Greenidge’s doctoral research focuses on the economic development of urban areas and the implications of gentrification and displacement on its residents.
“We need to create bold and preventative steps through careful research and policy implementation to help protect our most marginalized populations in order to preserve their presence in our cities,” he said. “I look to the City of Atlanta as the perfect laboratory and a model for other urban cities to make this a reality.”
Greenidge’s work with FRB is just one of the many ways he has immersed himself in the fabric of urban areas, particularly its people and development.
Before beginning his studies at Georgia State, Greenidge worked in a number of fields including the non-profit sector, government and education.
Greenidge is the founder and executive director of the National Black College Alliance, Inc. and also previously served as the president of the Boston Empowerment Zone.
It was those experiences that led him to pursue studies at Georgia State.
“I kind of hit a career plateau,” he said. “After 20 years of rich work experience, I decided that I’d go back to school. And when looking at schools, I always remembered that Georgia State was a university that was really growing in the 90’s while I was studying at Morehouse College. I was attracted to Georgia State’s commitment to a large diverse population of students. Its culture aligned with my area of research.”

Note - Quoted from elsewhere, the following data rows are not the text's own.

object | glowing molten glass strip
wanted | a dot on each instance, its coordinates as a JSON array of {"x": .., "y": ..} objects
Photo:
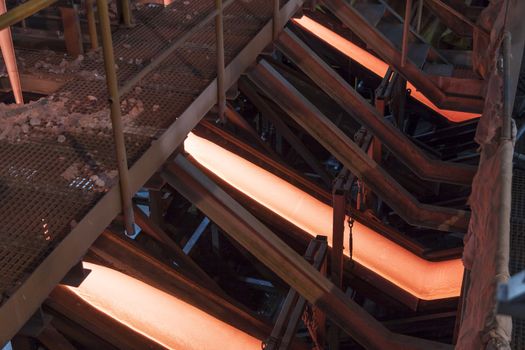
[
  {"x": 421, "y": 278},
  {"x": 373, "y": 64},
  {"x": 159, "y": 316}
]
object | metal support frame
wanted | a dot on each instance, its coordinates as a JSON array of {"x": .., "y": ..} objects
[
  {"x": 181, "y": 258},
  {"x": 22, "y": 304},
  {"x": 281, "y": 259},
  {"x": 284, "y": 171},
  {"x": 126, "y": 15},
  {"x": 339, "y": 198},
  {"x": 419, "y": 15},
  {"x": 404, "y": 149},
  {"x": 116, "y": 117},
  {"x": 389, "y": 53},
  {"x": 334, "y": 140},
  {"x": 72, "y": 32},
  {"x": 23, "y": 11},
  {"x": 406, "y": 32},
  {"x": 288, "y": 319},
  {"x": 276, "y": 25},
  {"x": 290, "y": 136},
  {"x": 197, "y": 234},
  {"x": 240, "y": 122},
  {"x": 127, "y": 257},
  {"x": 219, "y": 45},
  {"x": 8, "y": 53}
]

Since his arrival at Georgia State in 2013, Greenidge has soaked in all the university has to offer, particularly the university’s study abroad programs. Greenidge has traveled to Brazil and South Africa through Georgia State’s BRICS (Brazil, Russia, India, China and South Africa) Initiative.
“I studied abroad in two of the BRICS countries,” he laughed. “I have three more to go.”
Greenidge is also the founder and president of the Greatest MINDS Society at Georgia State.
The mission of the organization is to promote scholarship, excellence, leadership and high achievement among African-American and minority graduate and undergraduate student populations on campus. In April, Greatest MINDS received the award for Outstanding Large-Scale Campus Program for its conference, Symposium on Race, Urban Culture and Campus Diversity, at the 2016 Royal Flame Awards.
The three-day symposium explored urban life, homelessness, gentrification, race relations and socioeconomic class in society and was attended by more than 500 students.
As for Greenidge’s post-doctoral plans, he’s keeping his options open but wherever he lands he hopes to continue to connect his research to help all people, particularly urban marginalized populations.
“It is about developing an inclusive economy where everyone regardless of race, gender or socio-economic background gets an opportunity to participate,” he said.